7) Per-cluster consensus table (5 methods + final + confidence)#

cols_for_table = anno_cols + ['CellVote_celltype']
summary = (
    adata.obs.groupby('leiden', observed=True)[cols_for_table]
    .agg(lambda s: s.value_counts().index[0] if len(s) else '')
)
summary['n_cells'] = adata.obs.groupby('leiden', observed=True).size()
summary['confidence'] = pd.DataFrame(
    adata.uns['CellVote_celltype_score_table']
).set_index('cluster')['confidence']
summary = summary[['n_cells'] + cols_for_table + ['confidence']]
summary
n_cells celltypist_prediction scsa_prediction gpt4celltype_prediction harmony_prediction scVI_prediction CellVote_celltype confidence
leiden
0 545 Tcm/Naive helper T cells T cell naive CD4+ T cell naive T cell naive T cell Tcm/naive helper t cell 0.6
1 513 Tcm/Naive helper T cells T cell CD4+ T cell CD4-positive, alpha-beta memory T cell CD4-positive, alpha-beta memory T cell Cd4-positive, alpha-beta memory t cell 0.5
2 376 Classical monocytes Monocyte monocyte CD14-positive monocyte CD14-positive monocyte Cd14-positive monocyte 0.8
3 328 B cells B cell B cell B cell B cell B cell 1.0
4 283 Tem/Trm cytotoxic T cells Natural killer cell CD8+ T cell CD8-positive, alpha-beta memory T cell CD8-positive, alpha-beta memory T cell Cd8-positive, alpha-beta memory t cell 0.5
5 165 Non-classical monocytes Monocyte NK cell monocyte monocyte Non-classical monocyte 0.7
6 128 CD16+ NK cells Natural killer cell NK cell natural killer cell natural killer cell Cd16+ nk cell 0.5
7 90 Tem/Trm cytotoxic T cells Activated CD8+ T cell CD8+ T cell CD8-positive, alpha-beta memory T cell CD8-positive, alpha-beta memory T cell Cd8-positive, alpha-beta memory t cell 0.5
8 80 Classical monocytes Monocyte monocyte CD14-positive monocyte CD14-positive monocyte Cd14-positive monocyte 0.8
9 38 DC Dendritic cell dendritic cell conventional dendritic cell conventional dendritic cell Conventional dendritic cell 0.8
10 16 Megakaryocytes/platelets Megakaryocyte platelet platelet platelet Megakaryocyte/platelet 0.9

8) Notes#

  • Replace provider/base_url/model with any OpenAI-compatible chat endpoint (openai, kimi, qwen, doubao, or a self-hosted model).

  • result_key overrides the output column name if you want to keep multiple CellVote runs side-by-side.
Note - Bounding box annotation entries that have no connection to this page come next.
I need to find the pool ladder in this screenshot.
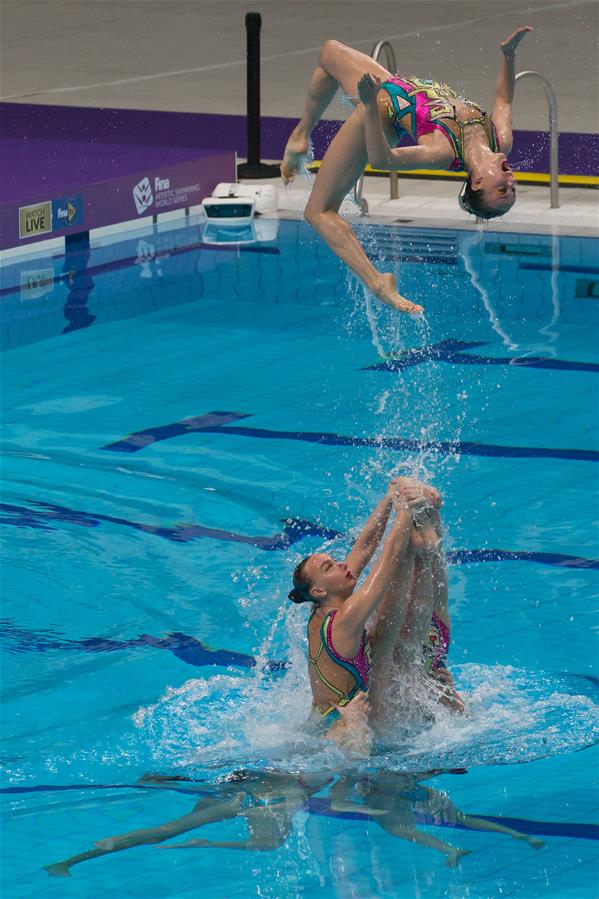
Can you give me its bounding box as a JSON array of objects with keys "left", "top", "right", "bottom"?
[{"left": 354, "top": 41, "right": 559, "bottom": 215}]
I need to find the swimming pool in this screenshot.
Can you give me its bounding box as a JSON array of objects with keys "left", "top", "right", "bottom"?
[{"left": 2, "top": 221, "right": 599, "bottom": 899}]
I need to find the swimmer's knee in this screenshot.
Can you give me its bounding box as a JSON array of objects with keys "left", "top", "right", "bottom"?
[
  {"left": 304, "top": 202, "right": 320, "bottom": 228},
  {"left": 320, "top": 39, "right": 343, "bottom": 63}
]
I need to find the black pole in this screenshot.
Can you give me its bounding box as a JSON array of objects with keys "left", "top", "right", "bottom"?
[{"left": 237, "top": 12, "right": 280, "bottom": 178}]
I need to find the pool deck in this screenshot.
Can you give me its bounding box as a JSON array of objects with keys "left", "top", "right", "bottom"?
[
  {"left": 0, "top": 0, "right": 599, "bottom": 250},
  {"left": 274, "top": 176, "right": 599, "bottom": 237}
]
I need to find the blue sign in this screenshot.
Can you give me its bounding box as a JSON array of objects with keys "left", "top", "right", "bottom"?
[{"left": 52, "top": 194, "right": 83, "bottom": 231}]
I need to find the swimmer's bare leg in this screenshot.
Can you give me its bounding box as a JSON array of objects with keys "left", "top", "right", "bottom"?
[
  {"left": 394, "top": 524, "right": 439, "bottom": 670},
  {"left": 418, "top": 508, "right": 466, "bottom": 712},
  {"left": 281, "top": 41, "right": 389, "bottom": 184},
  {"left": 376, "top": 813, "right": 470, "bottom": 867},
  {"left": 44, "top": 792, "right": 246, "bottom": 877},
  {"left": 160, "top": 802, "right": 296, "bottom": 852},
  {"left": 304, "top": 107, "right": 422, "bottom": 313},
  {"left": 368, "top": 548, "right": 415, "bottom": 729},
  {"left": 326, "top": 693, "right": 372, "bottom": 756},
  {"left": 456, "top": 809, "right": 545, "bottom": 849}
]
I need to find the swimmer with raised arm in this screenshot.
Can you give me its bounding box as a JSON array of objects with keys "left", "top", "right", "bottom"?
[
  {"left": 281, "top": 26, "right": 532, "bottom": 313},
  {"left": 289, "top": 478, "right": 462, "bottom": 743}
]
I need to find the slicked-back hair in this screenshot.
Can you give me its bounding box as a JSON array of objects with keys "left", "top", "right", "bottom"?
[{"left": 289, "top": 556, "right": 319, "bottom": 605}]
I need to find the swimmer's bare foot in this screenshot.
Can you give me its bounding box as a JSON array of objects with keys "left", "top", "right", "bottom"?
[
  {"left": 526, "top": 837, "right": 545, "bottom": 849},
  {"left": 44, "top": 862, "right": 71, "bottom": 877},
  {"left": 370, "top": 272, "right": 424, "bottom": 315},
  {"left": 410, "top": 509, "right": 441, "bottom": 556},
  {"left": 281, "top": 131, "right": 310, "bottom": 184},
  {"left": 445, "top": 849, "right": 471, "bottom": 868},
  {"left": 94, "top": 837, "right": 118, "bottom": 852},
  {"left": 161, "top": 840, "right": 212, "bottom": 849}
]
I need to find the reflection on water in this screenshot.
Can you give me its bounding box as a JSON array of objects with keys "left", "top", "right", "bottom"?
[{"left": 45, "top": 769, "right": 545, "bottom": 877}]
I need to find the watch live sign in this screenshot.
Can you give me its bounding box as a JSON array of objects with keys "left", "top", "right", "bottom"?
[{"left": 19, "top": 194, "right": 84, "bottom": 240}]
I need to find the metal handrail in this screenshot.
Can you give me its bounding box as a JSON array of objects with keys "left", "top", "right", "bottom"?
[
  {"left": 354, "top": 41, "right": 399, "bottom": 213},
  {"left": 515, "top": 71, "right": 559, "bottom": 209}
]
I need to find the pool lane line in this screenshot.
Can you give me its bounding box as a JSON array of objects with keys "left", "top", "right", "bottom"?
[
  {"left": 100, "top": 412, "right": 599, "bottom": 462},
  {"left": 0, "top": 620, "right": 291, "bottom": 674},
  {"left": 0, "top": 500, "right": 599, "bottom": 570},
  {"left": 100, "top": 411, "right": 250, "bottom": 453},
  {"left": 0, "top": 500, "right": 343, "bottom": 552},
  {"left": 362, "top": 338, "right": 599, "bottom": 373},
  {"left": 0, "top": 241, "right": 280, "bottom": 304},
  {"left": 0, "top": 781, "right": 599, "bottom": 840}
]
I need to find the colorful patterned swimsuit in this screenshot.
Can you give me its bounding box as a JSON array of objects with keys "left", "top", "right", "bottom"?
[
  {"left": 382, "top": 75, "right": 499, "bottom": 172},
  {"left": 422, "top": 612, "right": 450, "bottom": 674},
  {"left": 308, "top": 609, "right": 372, "bottom": 717}
]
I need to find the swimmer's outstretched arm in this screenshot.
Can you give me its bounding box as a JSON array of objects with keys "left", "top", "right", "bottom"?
[
  {"left": 492, "top": 25, "right": 532, "bottom": 155},
  {"left": 358, "top": 73, "right": 451, "bottom": 172},
  {"left": 333, "top": 488, "right": 422, "bottom": 645},
  {"left": 345, "top": 478, "right": 441, "bottom": 577}
]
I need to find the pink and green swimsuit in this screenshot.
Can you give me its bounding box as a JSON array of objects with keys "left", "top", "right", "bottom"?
[{"left": 382, "top": 75, "right": 499, "bottom": 172}]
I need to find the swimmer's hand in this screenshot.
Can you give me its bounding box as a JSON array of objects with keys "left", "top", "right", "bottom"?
[
  {"left": 358, "top": 72, "right": 381, "bottom": 106},
  {"left": 501, "top": 25, "right": 532, "bottom": 57}
]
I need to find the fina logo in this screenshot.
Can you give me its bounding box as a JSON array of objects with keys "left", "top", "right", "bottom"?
[
  {"left": 133, "top": 176, "right": 171, "bottom": 215},
  {"left": 133, "top": 178, "right": 154, "bottom": 215}
]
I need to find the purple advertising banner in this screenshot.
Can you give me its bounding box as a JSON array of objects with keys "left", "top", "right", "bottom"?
[
  {"left": 0, "top": 147, "right": 236, "bottom": 249},
  {"left": 0, "top": 103, "right": 599, "bottom": 248}
]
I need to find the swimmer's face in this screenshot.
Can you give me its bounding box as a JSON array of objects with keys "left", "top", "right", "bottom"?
[
  {"left": 472, "top": 153, "right": 516, "bottom": 215},
  {"left": 305, "top": 553, "right": 356, "bottom": 602}
]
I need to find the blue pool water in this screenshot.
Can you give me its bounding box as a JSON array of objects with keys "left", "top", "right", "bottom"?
[{"left": 0, "top": 221, "right": 599, "bottom": 899}]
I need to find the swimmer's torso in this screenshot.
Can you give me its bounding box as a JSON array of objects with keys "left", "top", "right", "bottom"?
[
  {"left": 379, "top": 75, "right": 499, "bottom": 171},
  {"left": 308, "top": 609, "right": 371, "bottom": 715}
]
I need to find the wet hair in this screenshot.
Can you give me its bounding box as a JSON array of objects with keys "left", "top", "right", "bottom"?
[
  {"left": 288, "top": 556, "right": 319, "bottom": 605},
  {"left": 458, "top": 175, "right": 507, "bottom": 219}
]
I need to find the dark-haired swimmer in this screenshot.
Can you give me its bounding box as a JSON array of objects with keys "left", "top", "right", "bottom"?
[
  {"left": 281, "top": 26, "right": 531, "bottom": 313},
  {"left": 289, "top": 478, "right": 460, "bottom": 750}
]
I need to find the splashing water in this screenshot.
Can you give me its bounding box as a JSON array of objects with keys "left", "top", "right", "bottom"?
[{"left": 134, "top": 644, "right": 599, "bottom": 771}]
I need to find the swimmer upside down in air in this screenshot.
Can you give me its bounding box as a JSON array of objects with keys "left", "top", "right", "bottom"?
[
  {"left": 289, "top": 478, "right": 465, "bottom": 752},
  {"left": 281, "top": 26, "right": 532, "bottom": 313}
]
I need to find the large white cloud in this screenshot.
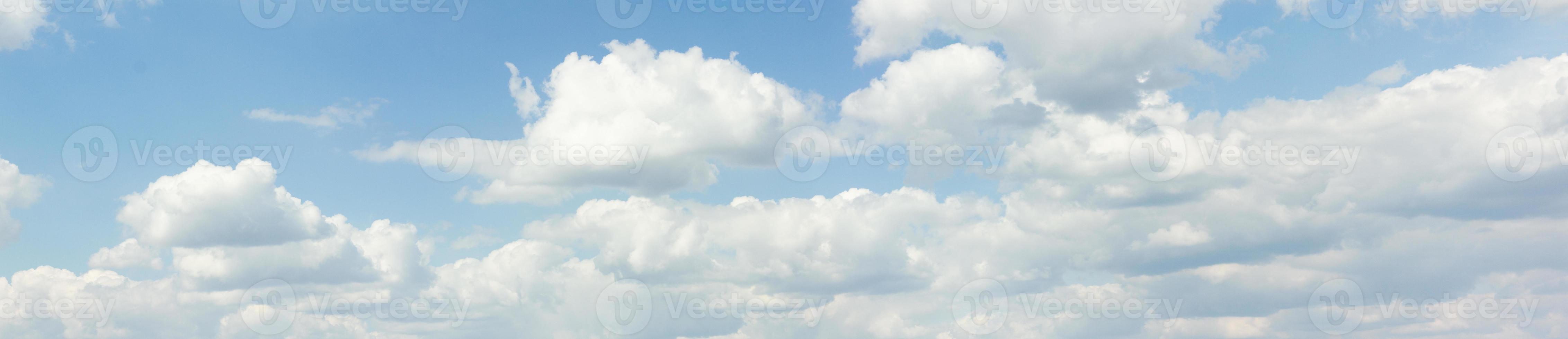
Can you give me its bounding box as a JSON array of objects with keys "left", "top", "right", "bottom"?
[
  {"left": 0, "top": 158, "right": 48, "bottom": 246},
  {"left": 356, "top": 41, "right": 820, "bottom": 204},
  {"left": 855, "top": 0, "right": 1265, "bottom": 113},
  {"left": 0, "top": 46, "right": 1568, "bottom": 337},
  {"left": 116, "top": 158, "right": 332, "bottom": 248}
]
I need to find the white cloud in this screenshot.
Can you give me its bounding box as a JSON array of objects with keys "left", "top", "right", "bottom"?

The confidence column is named f"{result_key}_confidence" accordingly.

  • cluster_markers is required — the LLM uses gene context to break ties between candidate labels.

  • The confidence score is purely token-level (no extra LLM call); if you want stricter ontology-aware scoring, swap the threshold or run the cellvote_consensus_score() helper with a custom jaccard_threshold.